Когда он ушел, я затопил печь и принялся разбирать содержимое чемоданов, в коем занятии и пребывал до вечера, покуда не подивился, случайно глянув в окно, подступившей гробовой темени. Я ворошил угли, задумчиво следя, как вспучивается под кочергой пышущее жаром багрово–алое крошево, затем ополоснул водой распаленные щеки и лоб и лег в постель… Лежа в безмолвии, в необыкновенно остро осязаемой тишине, я вдруг явственно увидел каменные форты Кронштадта, свинцовую гладь аванпорта, вознесенные над заливом жерла береговых орудий и, уже во дворе госпиталя, — матросов в замусоленных робах, оглушенных, ошалело жавшихся друг к другу: на эсминце взорвался погреб с боеприпасами, и на лицах контуженных застыл ужас. Помню, глядя на этих несчастных, мне явилось безотрадное сопоставление — ведь и все мы так же грудимся в жалкой попытке ухватиться один за другого, спрятаться, устоять перед чьим–то смертоносным прищуром… В свете этой фаталистической мысли судьба моя была предрешена, не подлежала сомнению печальная ирония того выбора, согласно которому я самонадеянно вступил в касту врачевателей, тогда как не иных страждущих, а себя самого, свою душу надлежало пользовать, себя следовало спасать первым… Стукнула дверь подъезда, кто–то с глухим покашливанием поднялся по ступеням — верно, припозднился жилец с нижнего этажа, потом донесся ворчливый женский голос, и все стихло.

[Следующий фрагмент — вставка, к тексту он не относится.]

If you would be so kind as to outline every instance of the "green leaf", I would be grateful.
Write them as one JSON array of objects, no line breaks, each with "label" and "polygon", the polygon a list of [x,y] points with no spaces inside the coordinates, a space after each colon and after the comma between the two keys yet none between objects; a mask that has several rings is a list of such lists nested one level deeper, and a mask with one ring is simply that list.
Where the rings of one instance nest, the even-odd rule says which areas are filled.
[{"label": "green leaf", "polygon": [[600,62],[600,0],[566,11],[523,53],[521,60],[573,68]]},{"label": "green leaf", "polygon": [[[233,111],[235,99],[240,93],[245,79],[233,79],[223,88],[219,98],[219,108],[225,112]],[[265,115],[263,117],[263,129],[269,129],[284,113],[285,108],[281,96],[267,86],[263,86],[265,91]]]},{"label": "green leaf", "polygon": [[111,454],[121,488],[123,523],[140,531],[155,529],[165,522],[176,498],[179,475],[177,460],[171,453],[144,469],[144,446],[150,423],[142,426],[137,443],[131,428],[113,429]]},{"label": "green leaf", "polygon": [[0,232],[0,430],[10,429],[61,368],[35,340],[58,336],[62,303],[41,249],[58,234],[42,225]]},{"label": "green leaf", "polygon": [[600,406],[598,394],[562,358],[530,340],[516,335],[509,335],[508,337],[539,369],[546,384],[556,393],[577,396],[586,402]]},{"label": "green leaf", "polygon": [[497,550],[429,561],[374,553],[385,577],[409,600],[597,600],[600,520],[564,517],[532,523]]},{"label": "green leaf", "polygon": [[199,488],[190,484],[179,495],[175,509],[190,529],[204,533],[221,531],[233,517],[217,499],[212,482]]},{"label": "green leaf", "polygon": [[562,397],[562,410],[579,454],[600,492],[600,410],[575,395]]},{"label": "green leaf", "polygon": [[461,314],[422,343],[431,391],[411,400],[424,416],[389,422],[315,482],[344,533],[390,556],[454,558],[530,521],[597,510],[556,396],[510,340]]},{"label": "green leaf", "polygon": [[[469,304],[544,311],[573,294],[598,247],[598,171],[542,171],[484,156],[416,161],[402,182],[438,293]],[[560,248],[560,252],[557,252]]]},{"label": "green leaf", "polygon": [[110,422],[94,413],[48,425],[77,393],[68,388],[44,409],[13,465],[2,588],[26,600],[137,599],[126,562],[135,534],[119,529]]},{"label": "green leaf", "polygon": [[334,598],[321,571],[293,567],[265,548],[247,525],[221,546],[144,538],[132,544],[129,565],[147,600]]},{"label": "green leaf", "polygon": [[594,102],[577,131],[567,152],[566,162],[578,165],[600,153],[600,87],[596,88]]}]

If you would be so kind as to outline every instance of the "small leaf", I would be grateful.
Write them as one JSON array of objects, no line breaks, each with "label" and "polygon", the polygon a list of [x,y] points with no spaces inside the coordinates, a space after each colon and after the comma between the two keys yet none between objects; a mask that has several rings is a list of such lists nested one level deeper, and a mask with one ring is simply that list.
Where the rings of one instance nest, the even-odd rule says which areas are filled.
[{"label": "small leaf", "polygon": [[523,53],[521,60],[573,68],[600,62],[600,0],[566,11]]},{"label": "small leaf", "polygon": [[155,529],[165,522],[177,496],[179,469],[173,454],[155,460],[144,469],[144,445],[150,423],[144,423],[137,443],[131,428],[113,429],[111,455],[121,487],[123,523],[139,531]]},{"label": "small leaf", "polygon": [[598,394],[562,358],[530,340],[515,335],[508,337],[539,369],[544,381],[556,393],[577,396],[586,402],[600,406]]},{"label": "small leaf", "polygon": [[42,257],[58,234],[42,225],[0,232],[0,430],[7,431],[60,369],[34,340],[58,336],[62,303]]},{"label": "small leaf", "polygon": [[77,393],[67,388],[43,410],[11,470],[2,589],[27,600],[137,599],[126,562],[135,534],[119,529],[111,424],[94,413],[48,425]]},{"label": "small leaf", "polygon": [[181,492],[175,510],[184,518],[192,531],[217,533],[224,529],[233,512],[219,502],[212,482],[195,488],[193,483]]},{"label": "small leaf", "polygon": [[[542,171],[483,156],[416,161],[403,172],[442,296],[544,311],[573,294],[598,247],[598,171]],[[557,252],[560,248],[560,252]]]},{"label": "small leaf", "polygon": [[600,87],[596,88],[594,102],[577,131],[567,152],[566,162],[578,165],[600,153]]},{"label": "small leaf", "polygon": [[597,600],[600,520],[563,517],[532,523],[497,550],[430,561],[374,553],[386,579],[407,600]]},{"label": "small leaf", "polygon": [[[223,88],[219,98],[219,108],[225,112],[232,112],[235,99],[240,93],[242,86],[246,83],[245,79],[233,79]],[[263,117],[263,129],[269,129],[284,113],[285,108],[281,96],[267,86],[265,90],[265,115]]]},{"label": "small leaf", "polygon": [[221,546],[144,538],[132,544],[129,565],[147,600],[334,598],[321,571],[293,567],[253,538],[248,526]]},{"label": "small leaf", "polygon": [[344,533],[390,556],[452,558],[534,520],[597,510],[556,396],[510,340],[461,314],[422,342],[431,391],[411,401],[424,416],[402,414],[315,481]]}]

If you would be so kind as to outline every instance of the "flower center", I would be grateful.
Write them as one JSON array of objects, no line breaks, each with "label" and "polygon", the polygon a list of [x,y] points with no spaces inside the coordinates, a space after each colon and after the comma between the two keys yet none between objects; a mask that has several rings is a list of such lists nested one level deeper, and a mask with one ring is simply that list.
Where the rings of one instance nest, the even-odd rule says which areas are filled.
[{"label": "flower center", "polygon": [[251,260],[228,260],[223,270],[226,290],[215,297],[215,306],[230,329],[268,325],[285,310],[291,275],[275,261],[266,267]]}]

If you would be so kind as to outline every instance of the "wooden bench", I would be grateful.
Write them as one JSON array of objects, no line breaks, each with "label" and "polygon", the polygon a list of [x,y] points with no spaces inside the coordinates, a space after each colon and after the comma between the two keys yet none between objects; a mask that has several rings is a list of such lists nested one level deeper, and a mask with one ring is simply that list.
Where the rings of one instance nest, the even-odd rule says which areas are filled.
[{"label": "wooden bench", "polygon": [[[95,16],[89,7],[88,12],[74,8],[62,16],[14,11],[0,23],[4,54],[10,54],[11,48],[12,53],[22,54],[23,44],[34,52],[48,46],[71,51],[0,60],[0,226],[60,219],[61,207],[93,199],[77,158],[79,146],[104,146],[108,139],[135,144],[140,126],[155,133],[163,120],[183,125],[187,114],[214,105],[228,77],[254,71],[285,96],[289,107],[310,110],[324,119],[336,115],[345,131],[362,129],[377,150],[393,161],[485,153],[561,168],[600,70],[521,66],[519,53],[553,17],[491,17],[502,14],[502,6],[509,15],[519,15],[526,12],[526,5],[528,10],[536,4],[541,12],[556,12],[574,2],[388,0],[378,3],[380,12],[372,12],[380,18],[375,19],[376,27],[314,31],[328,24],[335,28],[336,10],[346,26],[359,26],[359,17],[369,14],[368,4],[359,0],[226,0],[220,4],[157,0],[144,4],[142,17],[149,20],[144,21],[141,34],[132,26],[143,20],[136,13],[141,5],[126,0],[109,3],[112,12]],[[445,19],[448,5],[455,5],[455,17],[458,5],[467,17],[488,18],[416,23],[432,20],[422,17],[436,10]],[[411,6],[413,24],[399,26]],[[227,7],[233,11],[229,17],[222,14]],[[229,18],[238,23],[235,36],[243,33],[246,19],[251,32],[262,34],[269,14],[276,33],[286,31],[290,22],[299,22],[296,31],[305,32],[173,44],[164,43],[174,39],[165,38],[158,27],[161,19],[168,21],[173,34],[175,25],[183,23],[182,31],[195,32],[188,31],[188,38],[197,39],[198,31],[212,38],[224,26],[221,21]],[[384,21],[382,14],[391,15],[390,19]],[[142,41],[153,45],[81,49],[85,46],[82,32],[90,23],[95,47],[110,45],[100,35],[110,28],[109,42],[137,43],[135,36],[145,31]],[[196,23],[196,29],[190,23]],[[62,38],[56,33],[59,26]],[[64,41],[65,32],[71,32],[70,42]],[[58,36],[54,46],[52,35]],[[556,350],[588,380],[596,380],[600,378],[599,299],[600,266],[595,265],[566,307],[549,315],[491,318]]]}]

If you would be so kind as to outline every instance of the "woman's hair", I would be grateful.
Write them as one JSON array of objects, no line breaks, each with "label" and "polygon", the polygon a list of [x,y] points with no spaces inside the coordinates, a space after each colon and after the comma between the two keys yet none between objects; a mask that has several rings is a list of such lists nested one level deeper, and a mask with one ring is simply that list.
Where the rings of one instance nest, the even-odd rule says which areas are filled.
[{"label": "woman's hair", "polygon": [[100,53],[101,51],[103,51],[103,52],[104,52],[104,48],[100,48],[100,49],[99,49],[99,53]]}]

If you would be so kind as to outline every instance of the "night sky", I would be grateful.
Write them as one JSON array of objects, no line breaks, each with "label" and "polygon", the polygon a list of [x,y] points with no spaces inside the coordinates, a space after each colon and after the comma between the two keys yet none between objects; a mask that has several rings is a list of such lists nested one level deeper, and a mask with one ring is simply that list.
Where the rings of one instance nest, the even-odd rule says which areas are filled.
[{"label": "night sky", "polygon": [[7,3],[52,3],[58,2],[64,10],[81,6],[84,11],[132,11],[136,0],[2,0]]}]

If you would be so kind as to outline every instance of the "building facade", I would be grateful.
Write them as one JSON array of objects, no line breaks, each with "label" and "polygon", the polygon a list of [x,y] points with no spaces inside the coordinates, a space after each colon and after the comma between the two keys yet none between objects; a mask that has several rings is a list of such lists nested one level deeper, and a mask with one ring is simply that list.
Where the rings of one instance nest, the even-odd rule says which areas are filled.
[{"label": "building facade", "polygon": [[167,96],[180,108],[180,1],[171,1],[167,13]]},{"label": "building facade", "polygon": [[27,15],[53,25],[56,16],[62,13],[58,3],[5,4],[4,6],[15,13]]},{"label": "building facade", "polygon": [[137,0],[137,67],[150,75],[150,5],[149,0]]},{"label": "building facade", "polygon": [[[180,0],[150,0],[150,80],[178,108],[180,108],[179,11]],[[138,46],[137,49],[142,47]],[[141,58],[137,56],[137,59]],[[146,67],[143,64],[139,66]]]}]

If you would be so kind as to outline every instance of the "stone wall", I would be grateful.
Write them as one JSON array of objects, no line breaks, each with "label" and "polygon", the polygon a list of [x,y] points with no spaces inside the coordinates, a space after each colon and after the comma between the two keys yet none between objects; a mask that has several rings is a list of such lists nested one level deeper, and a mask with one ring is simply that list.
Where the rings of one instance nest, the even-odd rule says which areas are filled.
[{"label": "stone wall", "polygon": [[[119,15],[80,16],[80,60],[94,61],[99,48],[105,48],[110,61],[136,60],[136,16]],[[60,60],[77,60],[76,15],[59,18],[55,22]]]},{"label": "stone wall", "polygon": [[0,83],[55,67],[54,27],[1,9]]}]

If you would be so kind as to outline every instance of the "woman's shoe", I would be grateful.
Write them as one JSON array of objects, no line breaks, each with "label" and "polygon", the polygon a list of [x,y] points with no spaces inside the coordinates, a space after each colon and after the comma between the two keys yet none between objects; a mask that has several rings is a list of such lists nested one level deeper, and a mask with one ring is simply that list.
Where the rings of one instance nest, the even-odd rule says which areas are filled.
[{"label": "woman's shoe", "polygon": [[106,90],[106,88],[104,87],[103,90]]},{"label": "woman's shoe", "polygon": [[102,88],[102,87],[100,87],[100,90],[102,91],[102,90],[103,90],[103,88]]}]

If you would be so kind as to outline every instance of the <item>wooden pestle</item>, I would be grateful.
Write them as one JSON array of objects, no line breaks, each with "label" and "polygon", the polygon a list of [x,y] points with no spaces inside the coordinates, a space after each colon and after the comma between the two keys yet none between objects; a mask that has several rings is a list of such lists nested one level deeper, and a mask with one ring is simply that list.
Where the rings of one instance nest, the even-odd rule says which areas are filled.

Поутру непроглядным сделалось оконце — белая, истонченная листва диковинного папоротника залепила его, но к полудню морозец спал, я собрался и вышел на улицу.
За трактиром работники выплескивали из ведер дымящееся варево, возле склада неспешно прохаживался караульщик в тулупе, ниже изогнулся рукав руки в снежно–ледовых гребнях, и к нему с берега спускались стежки.
Я направился к центру города мимо рынка, мимо здания губернской библиотеки, церкви с пристроенной к ней трапезной со скорбными фигурами побирушек на ступенях божьего храма — к земству, к городской думе, где расхаживали гражданские чины, толкался мелкий служивый народ, зазывали газетчики, лоточники выставляли горки ситников, кренделей, леденцовых рыбок и едва ли не на проезжую часть выступали массивные колонны почтамта. Дальше тянулись ряды лавок мастеровых; на спуске улочка сужалась, теснимая неказистыми бревенчатыми пятистенками, и вновь уводила к реке, к затянутым ледком прорубям.